Semi-Supervised Learning Techniques

Semi-supervised Learning is a class of Machine Learning that involves using both labelled and unlabelled data for learning problems. We will dive into the details of this concept in this lesson.

Semi-supervised learning

Supervised learning involves the usage of labelled data and unsupervised learning works without labelled data. Semi-supervised learning lies between the two fields. It makes use of both labelled and unlabelled dataset. We looked into the technique of Pseudo-Labeling in the initial lesson of this chapter.

Labeling data is a costly process. The biggest benefit of semi-supervised learning is that it requires a small amount of labelled data. In most of cases labelled data is very short, and we can leverage semi-supervised Learning to increase the amount of labelled data.

Assumptions about the data

Semi-supervised learning makes the following assumption about the dataset at hand:

  • Continuity Assumption: The Continuity Assumption states that points that are close to each other are more likely to share label.

  • Cluster Assumption: The Cluster Assumption states that data forms a discrete cluster, and points lying in the same cluster are more likely to share a label.

  • Manifold Assumption: It states that data lies on a manifold of a much lower dimension than the input space.

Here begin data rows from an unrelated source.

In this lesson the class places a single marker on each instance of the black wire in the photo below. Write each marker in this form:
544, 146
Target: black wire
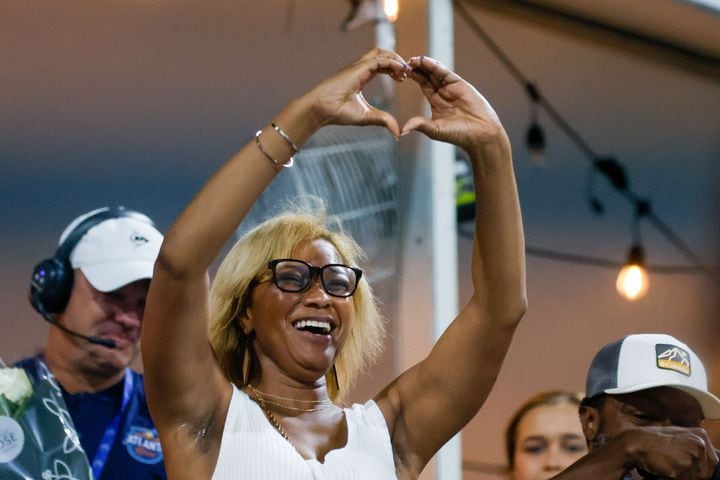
577, 259
652, 217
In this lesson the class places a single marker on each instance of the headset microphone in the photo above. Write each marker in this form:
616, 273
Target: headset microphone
50, 319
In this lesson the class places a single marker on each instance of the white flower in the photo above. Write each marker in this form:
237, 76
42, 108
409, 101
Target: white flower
14, 384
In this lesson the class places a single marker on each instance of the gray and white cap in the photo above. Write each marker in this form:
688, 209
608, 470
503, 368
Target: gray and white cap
648, 360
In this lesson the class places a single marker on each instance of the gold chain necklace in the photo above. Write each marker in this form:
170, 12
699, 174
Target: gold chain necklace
271, 417
278, 397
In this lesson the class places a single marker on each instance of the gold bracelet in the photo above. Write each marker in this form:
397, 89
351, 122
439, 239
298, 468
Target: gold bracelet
282, 133
287, 164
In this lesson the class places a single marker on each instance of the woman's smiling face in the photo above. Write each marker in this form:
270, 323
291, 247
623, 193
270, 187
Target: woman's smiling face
549, 439
285, 339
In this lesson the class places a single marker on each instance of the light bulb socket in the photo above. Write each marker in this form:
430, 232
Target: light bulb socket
636, 256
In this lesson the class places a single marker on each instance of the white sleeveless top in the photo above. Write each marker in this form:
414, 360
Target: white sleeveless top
251, 448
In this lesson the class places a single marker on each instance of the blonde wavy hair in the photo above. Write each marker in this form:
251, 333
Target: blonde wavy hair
247, 263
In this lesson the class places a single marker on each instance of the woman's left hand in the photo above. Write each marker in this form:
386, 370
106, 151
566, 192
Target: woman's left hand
460, 114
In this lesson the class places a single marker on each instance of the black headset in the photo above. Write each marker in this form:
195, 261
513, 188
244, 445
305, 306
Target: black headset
53, 278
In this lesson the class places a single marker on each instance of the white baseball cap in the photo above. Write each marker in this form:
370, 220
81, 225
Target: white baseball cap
643, 361
116, 251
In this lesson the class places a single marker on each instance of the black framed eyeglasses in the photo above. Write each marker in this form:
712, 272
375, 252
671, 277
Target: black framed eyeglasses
291, 275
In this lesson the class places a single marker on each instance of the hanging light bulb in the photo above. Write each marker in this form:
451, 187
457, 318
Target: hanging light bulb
535, 141
391, 8
633, 280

Applications of semi-supervised learning

  • Text Classification is a natural application of semi-supervised learning as we don’t have a large amount of labelled text to train a classifier. The same goes for Speech Analysis.

  • Semi-supervised Learning is used extensively in the field of Bioinformatics, where we process large DNA strands.

Pseudo Labeling

One great type of semi-supervised learning is Pseudo-Labeling, and participants in kaggle competitions also use them extensively.

Pseudo Labeling involves the following steps.

  1. First, we train different models on the training dataset and choose the one that gives us the best results.

  2. Next, we use the model trained in Step 1 to predict the test dataset. We don’t know if these predictions(pseudo-labels) are correct but we do know that we have quite accurate labels because the model performed well on the training dataset.

  3. In step 3, we combine the training and the pseudo-labelled test datasets. Then again, train the model as we did in step 1. This is how pseudo labeling works.

The above steps are also referred to as self-training in literature.